Since 1931 Diehl was also an external research assistant at the Kaiser Wilhelm Institute for Anthropology, Human Heredity and Eugenics (KWI-A). In 1935 he became a doctor in charge of the tuberculosis hospital "Waldhaus Charlottenburg" and an associate professor in Frankfurt am Main , where Verschuer also worked. In 1937 he joined the NSDAP.

In 1936 Diehl tested the suitability of the 'rabbit model' developed by Hans Nachtsheim for tuberculosis research. Diehl succeeded in breeding two rabbit strains with different levels of resistance to tuberculosis pathogens. At the beginning of August 1939, a branch of the KWI-A for tuberculosis research was set up in his clinic, making Diehl department head at the KWI-A. His work was classified as important to the war effort in 1943 and was given special support.

Soon after the end of the war, Verschuer intended to bring Diehl to Frankfurt. Due to the high number of tuberculosis cases at the time, he hoped to find support for this project quickly. However, because of the food shortage, Diehl had already had to slaughter some of the animals he had bred, and more had been stolen by thieves. Also on Verschuer's initiative, Diehl became chief physician at the Paulinenberg tuberculosis clinic in Bad Schwalbach in 1948 . He continued the project to breed hereditary tuberculosis resistance until the late 1950s. In 1957 he became an adjunct professor at the Johann Wolfgang Goethe University in Frankfurt am Main and a research assistant at the Max Planck Institute for Biochemistry in Munich .

Fonts

  • About primary urethral carcinoma in men . Diss. Med. Hamburg 1922.
  • with Wilhelm Kremer: Thoracoscopy and Throacocaust . Berlin 1929.
  • with Otmar Frhr. v.
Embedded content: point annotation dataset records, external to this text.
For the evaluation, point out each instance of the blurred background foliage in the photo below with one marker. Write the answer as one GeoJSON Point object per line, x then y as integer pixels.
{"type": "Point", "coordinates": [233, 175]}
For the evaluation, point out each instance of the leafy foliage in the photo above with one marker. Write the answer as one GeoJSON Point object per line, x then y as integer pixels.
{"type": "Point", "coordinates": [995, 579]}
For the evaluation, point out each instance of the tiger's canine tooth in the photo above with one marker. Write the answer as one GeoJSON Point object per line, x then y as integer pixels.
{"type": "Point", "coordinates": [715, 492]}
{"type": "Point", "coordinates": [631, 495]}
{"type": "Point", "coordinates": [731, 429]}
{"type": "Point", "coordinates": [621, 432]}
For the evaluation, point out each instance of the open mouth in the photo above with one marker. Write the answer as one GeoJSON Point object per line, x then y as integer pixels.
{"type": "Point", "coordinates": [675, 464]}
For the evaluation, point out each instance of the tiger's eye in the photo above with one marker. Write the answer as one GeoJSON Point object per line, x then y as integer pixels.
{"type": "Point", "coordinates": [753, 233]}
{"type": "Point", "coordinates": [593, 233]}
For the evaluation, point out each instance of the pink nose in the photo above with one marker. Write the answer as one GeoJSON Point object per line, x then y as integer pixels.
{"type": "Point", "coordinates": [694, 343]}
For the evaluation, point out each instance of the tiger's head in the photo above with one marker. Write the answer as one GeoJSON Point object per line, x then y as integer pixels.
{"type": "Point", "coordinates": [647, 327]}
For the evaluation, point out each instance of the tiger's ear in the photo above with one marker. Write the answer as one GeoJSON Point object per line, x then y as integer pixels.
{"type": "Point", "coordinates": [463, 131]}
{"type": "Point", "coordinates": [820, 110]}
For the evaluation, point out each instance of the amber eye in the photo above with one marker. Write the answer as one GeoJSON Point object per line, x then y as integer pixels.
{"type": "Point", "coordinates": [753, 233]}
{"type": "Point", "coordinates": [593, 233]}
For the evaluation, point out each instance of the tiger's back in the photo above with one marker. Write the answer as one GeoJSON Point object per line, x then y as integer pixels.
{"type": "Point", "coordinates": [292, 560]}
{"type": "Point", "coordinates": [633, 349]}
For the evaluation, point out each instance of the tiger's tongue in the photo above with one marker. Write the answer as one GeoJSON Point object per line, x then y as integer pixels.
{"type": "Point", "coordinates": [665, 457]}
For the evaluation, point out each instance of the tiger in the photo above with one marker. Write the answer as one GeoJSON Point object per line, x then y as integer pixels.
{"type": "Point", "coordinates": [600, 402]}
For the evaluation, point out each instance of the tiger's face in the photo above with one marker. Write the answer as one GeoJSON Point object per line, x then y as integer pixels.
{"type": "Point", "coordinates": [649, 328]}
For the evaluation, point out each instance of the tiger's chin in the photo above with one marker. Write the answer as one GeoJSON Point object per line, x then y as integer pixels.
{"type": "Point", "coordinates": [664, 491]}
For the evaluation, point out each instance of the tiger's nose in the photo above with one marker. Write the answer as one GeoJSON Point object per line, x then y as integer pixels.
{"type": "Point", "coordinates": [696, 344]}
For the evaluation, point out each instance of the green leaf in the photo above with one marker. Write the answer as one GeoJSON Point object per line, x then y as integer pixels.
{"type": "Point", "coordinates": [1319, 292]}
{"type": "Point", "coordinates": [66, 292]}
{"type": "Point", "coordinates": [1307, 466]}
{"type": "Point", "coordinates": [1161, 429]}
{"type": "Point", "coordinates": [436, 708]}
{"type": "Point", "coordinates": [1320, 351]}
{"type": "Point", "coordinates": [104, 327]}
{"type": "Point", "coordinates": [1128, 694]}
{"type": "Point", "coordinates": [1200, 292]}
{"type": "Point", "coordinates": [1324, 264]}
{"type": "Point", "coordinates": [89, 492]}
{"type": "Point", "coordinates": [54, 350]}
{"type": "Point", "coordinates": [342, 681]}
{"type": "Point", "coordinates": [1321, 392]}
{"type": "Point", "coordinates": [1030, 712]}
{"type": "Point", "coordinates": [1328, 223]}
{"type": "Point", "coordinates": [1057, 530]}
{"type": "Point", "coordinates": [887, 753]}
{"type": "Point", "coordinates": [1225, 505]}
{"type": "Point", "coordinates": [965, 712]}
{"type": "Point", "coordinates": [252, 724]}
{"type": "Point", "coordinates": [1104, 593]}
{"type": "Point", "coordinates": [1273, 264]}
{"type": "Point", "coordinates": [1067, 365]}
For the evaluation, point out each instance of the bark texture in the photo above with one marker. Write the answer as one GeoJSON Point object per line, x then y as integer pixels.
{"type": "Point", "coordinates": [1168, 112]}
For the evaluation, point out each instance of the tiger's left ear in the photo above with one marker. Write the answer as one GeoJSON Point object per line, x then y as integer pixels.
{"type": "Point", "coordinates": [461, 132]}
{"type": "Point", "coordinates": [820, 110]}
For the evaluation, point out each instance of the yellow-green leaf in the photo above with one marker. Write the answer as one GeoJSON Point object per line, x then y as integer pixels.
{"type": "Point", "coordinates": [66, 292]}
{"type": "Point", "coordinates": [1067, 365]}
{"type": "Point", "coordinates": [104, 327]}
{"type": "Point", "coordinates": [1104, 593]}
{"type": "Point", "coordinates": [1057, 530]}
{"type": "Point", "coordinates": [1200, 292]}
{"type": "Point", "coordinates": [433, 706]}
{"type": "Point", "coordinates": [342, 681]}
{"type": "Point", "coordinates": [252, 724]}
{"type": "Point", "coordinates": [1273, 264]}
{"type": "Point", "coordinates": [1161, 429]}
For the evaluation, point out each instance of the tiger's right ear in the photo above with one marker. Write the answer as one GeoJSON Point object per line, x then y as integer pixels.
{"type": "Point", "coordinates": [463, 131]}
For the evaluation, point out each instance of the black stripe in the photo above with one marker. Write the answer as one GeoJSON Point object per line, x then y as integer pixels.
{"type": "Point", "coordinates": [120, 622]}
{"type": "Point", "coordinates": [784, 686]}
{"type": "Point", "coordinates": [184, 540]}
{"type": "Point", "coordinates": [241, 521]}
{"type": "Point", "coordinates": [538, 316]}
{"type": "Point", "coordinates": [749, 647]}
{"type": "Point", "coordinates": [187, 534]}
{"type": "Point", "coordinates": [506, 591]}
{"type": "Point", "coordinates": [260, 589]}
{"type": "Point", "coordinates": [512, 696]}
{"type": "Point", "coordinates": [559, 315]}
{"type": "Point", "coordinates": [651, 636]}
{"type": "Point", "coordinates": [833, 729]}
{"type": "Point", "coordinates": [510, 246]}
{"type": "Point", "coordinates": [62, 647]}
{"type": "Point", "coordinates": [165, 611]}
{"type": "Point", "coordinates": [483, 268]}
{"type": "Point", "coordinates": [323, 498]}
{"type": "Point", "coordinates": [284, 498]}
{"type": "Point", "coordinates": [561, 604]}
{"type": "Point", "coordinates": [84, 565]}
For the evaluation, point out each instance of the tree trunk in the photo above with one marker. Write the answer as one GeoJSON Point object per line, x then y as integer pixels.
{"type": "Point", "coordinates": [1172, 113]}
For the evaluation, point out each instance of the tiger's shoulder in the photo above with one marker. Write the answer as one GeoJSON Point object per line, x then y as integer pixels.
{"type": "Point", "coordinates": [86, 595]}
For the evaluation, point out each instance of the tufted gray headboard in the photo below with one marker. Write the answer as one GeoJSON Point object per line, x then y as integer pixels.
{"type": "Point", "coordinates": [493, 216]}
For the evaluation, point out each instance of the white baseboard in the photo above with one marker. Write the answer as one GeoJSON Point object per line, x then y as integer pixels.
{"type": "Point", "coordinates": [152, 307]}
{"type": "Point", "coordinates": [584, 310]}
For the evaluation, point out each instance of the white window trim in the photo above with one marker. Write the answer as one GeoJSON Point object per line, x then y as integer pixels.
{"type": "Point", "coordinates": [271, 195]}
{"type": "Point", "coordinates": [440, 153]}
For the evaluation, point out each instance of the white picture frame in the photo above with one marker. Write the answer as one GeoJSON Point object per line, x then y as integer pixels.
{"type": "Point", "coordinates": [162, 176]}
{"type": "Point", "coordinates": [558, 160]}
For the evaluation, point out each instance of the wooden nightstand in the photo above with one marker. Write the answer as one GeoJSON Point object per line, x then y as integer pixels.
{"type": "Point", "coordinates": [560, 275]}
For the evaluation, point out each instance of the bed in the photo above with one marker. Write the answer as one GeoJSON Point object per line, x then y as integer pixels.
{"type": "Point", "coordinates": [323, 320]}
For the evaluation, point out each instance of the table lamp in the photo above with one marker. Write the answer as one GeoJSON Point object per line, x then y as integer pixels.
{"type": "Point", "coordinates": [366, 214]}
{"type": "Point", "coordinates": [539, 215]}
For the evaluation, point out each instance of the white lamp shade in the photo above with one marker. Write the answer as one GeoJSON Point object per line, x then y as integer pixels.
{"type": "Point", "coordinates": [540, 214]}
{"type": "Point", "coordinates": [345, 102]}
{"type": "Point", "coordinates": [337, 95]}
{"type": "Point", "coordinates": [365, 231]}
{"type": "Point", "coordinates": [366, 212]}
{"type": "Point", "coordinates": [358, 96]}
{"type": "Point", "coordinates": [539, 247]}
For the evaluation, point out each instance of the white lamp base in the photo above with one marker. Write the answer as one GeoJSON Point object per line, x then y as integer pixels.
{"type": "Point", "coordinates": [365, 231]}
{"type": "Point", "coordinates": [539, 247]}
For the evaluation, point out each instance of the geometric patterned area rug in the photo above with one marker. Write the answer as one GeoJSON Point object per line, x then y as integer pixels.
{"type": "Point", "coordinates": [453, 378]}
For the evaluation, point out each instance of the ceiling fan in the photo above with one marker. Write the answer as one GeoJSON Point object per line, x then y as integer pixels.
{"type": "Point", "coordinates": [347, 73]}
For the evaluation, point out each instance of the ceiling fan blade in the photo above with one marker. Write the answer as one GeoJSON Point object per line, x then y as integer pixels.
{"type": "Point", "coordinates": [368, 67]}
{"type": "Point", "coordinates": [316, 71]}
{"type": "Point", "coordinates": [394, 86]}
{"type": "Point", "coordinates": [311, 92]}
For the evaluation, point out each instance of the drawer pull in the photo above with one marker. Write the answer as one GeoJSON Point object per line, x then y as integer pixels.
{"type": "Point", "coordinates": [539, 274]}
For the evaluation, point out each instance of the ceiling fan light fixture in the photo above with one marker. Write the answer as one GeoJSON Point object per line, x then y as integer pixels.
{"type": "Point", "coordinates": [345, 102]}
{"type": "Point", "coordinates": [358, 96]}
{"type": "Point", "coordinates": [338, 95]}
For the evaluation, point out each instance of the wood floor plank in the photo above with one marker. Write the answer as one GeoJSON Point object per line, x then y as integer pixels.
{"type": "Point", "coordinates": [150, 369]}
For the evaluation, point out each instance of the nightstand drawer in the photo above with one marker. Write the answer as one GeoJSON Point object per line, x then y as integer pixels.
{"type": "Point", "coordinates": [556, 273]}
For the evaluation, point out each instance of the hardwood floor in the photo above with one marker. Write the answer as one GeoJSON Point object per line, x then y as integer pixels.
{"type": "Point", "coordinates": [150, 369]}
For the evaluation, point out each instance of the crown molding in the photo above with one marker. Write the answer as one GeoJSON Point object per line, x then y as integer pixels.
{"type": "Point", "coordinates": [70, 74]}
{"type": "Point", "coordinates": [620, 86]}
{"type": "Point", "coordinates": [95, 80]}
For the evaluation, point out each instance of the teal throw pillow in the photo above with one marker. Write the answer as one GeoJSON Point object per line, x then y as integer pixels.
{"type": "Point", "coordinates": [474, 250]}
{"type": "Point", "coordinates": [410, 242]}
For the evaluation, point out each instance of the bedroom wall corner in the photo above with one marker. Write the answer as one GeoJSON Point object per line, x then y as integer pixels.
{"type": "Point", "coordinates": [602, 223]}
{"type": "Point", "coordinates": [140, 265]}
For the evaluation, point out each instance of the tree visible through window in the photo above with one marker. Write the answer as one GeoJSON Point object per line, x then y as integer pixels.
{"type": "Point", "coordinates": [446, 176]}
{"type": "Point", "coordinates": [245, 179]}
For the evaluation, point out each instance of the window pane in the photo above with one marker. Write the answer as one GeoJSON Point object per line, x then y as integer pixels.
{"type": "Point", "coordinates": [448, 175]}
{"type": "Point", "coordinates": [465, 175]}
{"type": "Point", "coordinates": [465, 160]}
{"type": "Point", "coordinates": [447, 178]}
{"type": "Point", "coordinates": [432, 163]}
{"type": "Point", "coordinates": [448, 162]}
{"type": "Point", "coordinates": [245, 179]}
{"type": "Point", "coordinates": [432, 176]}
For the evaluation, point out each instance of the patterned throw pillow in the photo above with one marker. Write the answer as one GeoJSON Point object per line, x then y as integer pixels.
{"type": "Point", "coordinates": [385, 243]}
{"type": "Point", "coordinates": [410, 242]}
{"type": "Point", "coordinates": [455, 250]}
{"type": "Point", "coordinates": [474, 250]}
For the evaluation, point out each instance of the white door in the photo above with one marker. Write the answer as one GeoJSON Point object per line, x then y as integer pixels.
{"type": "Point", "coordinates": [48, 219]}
Verschuer: twin tuberculosis
    • Part I: Twin Research and Hereditary Tuberculosis Disposition. Jena 1933
    • Part II: The inheritance in tuberculosis . Jena 1936
  • The legacy of shaping tuberculosis. Experiments on d. Tuberculosis in rabbits . Leipzig 1941.

literature

  • Ernst Klee : German Medicine in the Third Reich . Frankfurt a. M. 2001.
  • Hans-Peter Kröner: From Racial Hygiene to Human Genetics. Stuttgart 1998.
  • Hans-Walter Schmuhl (Ed.): Race research at Kaiser Wilhelm Institutes before and after 1933. Göttingen 2003.
  • Hans-Walther Schmuhl: Crossing boundaries. The Kaiser Wilhelm Institute for Anthropology, Human Heredity and Eugenics 1927-1945 . Göttingen 2005.
  • Achim Trunk: Race Research and Biochemistry. A project - and the question of Butenandt's contribution. In: Wolfgang Schieder u. Achim Trunk (Ed.): Adolf Butenandt and the Kaiser Wilhelm Society. Science, industry and politics in the 'Third Reich'. Göttingen 2004, pp. 247–285.

Individual evidence

  1. Hans-Walther Schmuhl: Crossing borders. The Kaiser Wilhelm Institute for Anthropology, Human Heredity and Eugenics 1927-1945 . Göttingen 2005, p. 142.
  2. Hans-Walther Schmuhl: Crossing borders. The Kaiser Wilhelm Institute for Anthropology, Human Heredity and Eugenics 1927-1945 . Göttingen 2005, p. 240f.
  3. ^ Ingrid Richter: Catholicism and eugenics in the Weimar Republic and in the Third Reich . Paderborn 2002, p. 302. Hans-Peter Kröner: From race hygiene to human genetics. Stuttgart 1998, p. 192.
  4. Schmuhl: Border Crossing , p. 347.